Quady Electra ($12.99)
Before I worked in fine dining in grad school, I had no clue what a dessert wine was. I knew port, but that was the extent. I was sooooo very lucky that the first white dessert wine I ever tried was the Quady Electra, a sweet orange muscat that literally tasted like sunshine, like the sun’s rays glistening off orange peels made their way into the bottle. I was hooked, and acted like a total weirdo fangirl when I finally met Andrew Quady at Wine Riot. Since it’s more of a low-alcohol cordial, you can make it into a wine cocktail by using it in place of a liqueur (2oz at a time) or adding prosecco & muddled fruit, like in one of these Quady Cocktails the team was mixing up in their booth at Wine Riot Boston. As Tyler says, “Fourth of July imbibing is a marathon, not a sprint, and you don’t want to be down for the count before the fireworks start.”

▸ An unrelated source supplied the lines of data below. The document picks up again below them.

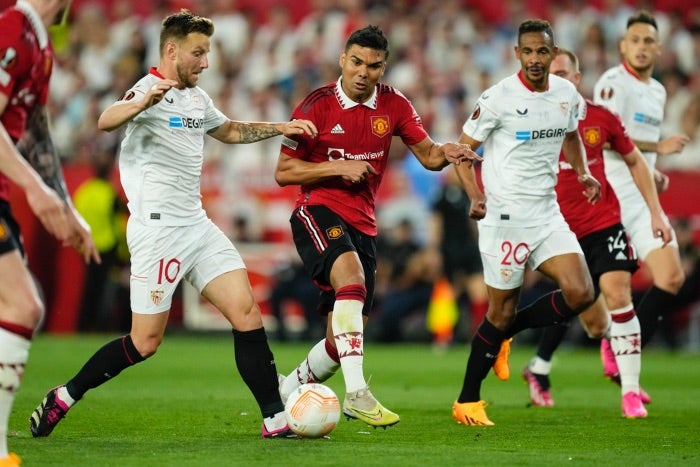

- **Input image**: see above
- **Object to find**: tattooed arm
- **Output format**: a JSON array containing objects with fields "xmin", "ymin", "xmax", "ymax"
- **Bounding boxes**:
[
  {"xmin": 17, "ymin": 106, "xmax": 70, "ymax": 203},
  {"xmin": 17, "ymin": 106, "xmax": 100, "ymax": 263},
  {"xmin": 209, "ymin": 120, "xmax": 318, "ymax": 143},
  {"xmin": 0, "ymin": 96, "xmax": 70, "ymax": 241}
]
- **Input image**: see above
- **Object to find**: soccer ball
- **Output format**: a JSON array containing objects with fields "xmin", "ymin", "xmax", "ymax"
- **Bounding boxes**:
[{"xmin": 284, "ymin": 383, "xmax": 340, "ymax": 438}]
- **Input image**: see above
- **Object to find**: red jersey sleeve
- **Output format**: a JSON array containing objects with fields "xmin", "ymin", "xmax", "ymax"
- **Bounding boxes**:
[
  {"xmin": 601, "ymin": 103, "xmax": 634, "ymax": 156},
  {"xmin": 0, "ymin": 10, "xmax": 26, "ymax": 97}
]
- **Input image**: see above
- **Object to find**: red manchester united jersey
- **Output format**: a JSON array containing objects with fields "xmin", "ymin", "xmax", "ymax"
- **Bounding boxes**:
[
  {"xmin": 556, "ymin": 100, "xmax": 634, "ymax": 238},
  {"xmin": 282, "ymin": 80, "xmax": 428, "ymax": 235},
  {"xmin": 0, "ymin": 3, "xmax": 53, "ymax": 199}
]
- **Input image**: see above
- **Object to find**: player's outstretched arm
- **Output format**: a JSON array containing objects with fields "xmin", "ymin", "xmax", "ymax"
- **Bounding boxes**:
[
  {"xmin": 0, "ymin": 93, "xmax": 70, "ymax": 241},
  {"xmin": 209, "ymin": 119, "xmax": 318, "ymax": 144},
  {"xmin": 97, "ymin": 79, "xmax": 178, "ymax": 131},
  {"xmin": 275, "ymin": 153, "xmax": 377, "ymax": 186},
  {"xmin": 623, "ymin": 147, "xmax": 672, "ymax": 246},
  {"xmin": 561, "ymin": 130, "xmax": 600, "ymax": 204},
  {"xmin": 409, "ymin": 137, "xmax": 481, "ymax": 170},
  {"xmin": 18, "ymin": 106, "xmax": 101, "ymax": 263}
]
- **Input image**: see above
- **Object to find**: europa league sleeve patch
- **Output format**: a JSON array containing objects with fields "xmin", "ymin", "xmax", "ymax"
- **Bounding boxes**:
[
  {"xmin": 471, "ymin": 104, "xmax": 481, "ymax": 120},
  {"xmin": 600, "ymin": 86, "xmax": 615, "ymax": 101}
]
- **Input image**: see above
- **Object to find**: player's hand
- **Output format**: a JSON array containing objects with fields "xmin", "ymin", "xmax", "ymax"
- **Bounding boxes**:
[
  {"xmin": 469, "ymin": 193, "xmax": 486, "ymax": 221},
  {"xmin": 25, "ymin": 183, "xmax": 71, "ymax": 242},
  {"xmin": 340, "ymin": 160, "xmax": 377, "ymax": 184},
  {"xmin": 651, "ymin": 214, "xmax": 673, "ymax": 248},
  {"xmin": 63, "ymin": 207, "xmax": 102, "ymax": 264},
  {"xmin": 143, "ymin": 79, "xmax": 178, "ymax": 108},
  {"xmin": 656, "ymin": 134, "xmax": 690, "ymax": 156},
  {"xmin": 442, "ymin": 143, "xmax": 483, "ymax": 165},
  {"xmin": 578, "ymin": 174, "xmax": 600, "ymax": 204},
  {"xmin": 282, "ymin": 119, "xmax": 318, "ymax": 138},
  {"xmin": 654, "ymin": 169, "xmax": 671, "ymax": 194}
]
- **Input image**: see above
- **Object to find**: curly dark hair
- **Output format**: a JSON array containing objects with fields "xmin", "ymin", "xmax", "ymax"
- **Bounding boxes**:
[
  {"xmin": 345, "ymin": 25, "xmax": 389, "ymax": 58},
  {"xmin": 627, "ymin": 10, "xmax": 659, "ymax": 31},
  {"xmin": 518, "ymin": 19, "xmax": 554, "ymax": 45},
  {"xmin": 160, "ymin": 8, "xmax": 214, "ymax": 52}
]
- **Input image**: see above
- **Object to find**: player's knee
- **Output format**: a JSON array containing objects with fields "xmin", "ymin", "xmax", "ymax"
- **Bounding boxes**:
[
  {"xmin": 8, "ymin": 291, "xmax": 44, "ymax": 328},
  {"xmin": 132, "ymin": 335, "xmax": 163, "ymax": 359},
  {"xmin": 562, "ymin": 283, "xmax": 595, "ymax": 314},
  {"xmin": 655, "ymin": 269, "xmax": 685, "ymax": 295},
  {"xmin": 583, "ymin": 319, "xmax": 609, "ymax": 339}
]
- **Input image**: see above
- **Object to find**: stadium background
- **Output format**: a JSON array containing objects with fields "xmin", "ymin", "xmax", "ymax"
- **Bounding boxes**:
[{"xmin": 0, "ymin": 0, "xmax": 700, "ymax": 348}]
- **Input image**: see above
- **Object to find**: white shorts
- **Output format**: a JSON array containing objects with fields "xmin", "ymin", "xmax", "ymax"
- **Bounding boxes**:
[
  {"xmin": 478, "ymin": 216, "xmax": 583, "ymax": 290},
  {"xmin": 126, "ymin": 218, "xmax": 245, "ymax": 314},
  {"xmin": 620, "ymin": 191, "xmax": 678, "ymax": 261}
]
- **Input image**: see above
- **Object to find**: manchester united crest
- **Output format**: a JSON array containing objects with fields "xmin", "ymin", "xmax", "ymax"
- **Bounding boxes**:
[
  {"xmin": 370, "ymin": 115, "xmax": 389, "ymax": 138},
  {"xmin": 583, "ymin": 127, "xmax": 601, "ymax": 146},
  {"xmin": 326, "ymin": 225, "xmax": 343, "ymax": 240}
]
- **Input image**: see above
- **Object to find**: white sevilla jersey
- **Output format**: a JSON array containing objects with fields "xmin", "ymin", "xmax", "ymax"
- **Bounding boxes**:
[
  {"xmin": 593, "ymin": 63, "xmax": 666, "ymax": 199},
  {"xmin": 113, "ymin": 70, "xmax": 227, "ymax": 226},
  {"xmin": 462, "ymin": 73, "xmax": 585, "ymax": 227}
]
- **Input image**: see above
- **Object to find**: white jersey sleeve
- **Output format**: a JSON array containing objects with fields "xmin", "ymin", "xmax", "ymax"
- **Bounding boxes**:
[
  {"xmin": 593, "ymin": 64, "xmax": 666, "ymax": 202},
  {"xmin": 462, "ymin": 74, "xmax": 585, "ymax": 227},
  {"xmin": 119, "ymin": 74, "xmax": 227, "ymax": 226}
]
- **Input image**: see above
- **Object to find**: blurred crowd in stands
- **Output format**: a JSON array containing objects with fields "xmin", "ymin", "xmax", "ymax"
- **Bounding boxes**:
[{"xmin": 8, "ymin": 0, "xmax": 700, "ymax": 348}]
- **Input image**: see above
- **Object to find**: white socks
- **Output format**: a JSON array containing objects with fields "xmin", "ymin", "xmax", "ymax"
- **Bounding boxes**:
[
  {"xmin": 332, "ymin": 300, "xmax": 367, "ymax": 392},
  {"xmin": 610, "ymin": 304, "xmax": 642, "ymax": 395},
  {"xmin": 0, "ymin": 328, "xmax": 31, "ymax": 458}
]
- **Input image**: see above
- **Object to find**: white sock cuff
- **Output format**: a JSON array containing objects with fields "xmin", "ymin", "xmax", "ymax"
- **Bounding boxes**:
[
  {"xmin": 610, "ymin": 303, "xmax": 634, "ymax": 315},
  {"xmin": 529, "ymin": 357, "xmax": 552, "ymax": 375}
]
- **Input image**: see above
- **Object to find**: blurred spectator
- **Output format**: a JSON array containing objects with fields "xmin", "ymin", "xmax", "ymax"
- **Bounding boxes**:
[
  {"xmin": 374, "ymin": 219, "xmax": 439, "ymax": 342},
  {"xmin": 73, "ymin": 140, "xmax": 131, "ymax": 332},
  {"xmin": 266, "ymin": 253, "xmax": 326, "ymax": 341},
  {"xmin": 428, "ymin": 167, "xmax": 488, "ymax": 340},
  {"xmin": 658, "ymin": 92, "xmax": 700, "ymax": 171}
]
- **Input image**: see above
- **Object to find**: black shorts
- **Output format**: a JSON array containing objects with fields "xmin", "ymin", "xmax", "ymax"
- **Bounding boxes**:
[
  {"xmin": 289, "ymin": 205, "xmax": 377, "ymax": 315},
  {"xmin": 579, "ymin": 224, "xmax": 639, "ymax": 284},
  {"xmin": 0, "ymin": 200, "xmax": 24, "ymax": 257}
]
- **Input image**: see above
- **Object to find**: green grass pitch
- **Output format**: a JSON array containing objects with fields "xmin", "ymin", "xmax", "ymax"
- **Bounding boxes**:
[{"xmin": 13, "ymin": 334, "xmax": 700, "ymax": 467}]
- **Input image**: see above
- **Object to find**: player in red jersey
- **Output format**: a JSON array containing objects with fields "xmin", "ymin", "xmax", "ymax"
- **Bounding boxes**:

Parducci Sustainable White ($10)
As the first carbon neutral winery in the United Sates, Mendocino-based Parducci is our undisputed king of sustainable and biodynamic wine. Back in 2009, Shoestring wine writer Stewart Kelly visited Parducci and saw for himself that literally nothing is wasted at this winery: Almost every drop of water is recycled; the skins and other bits from the grapes are reused; and pesticides are forbidden — instead, a well-drilled army of wild animals is employed to do the job. Ever since, the Sustainable White has been in heavy rotation in our house, great to drink on its own and very pairable — a blend of chenin blanc, sauvignon blanc, and a few other grape varieties, inexpensive enough to be a party wine but perhaps too good for it. Best of all, widely available all over the country, including our local co-op. Which reminds me…time to stock up!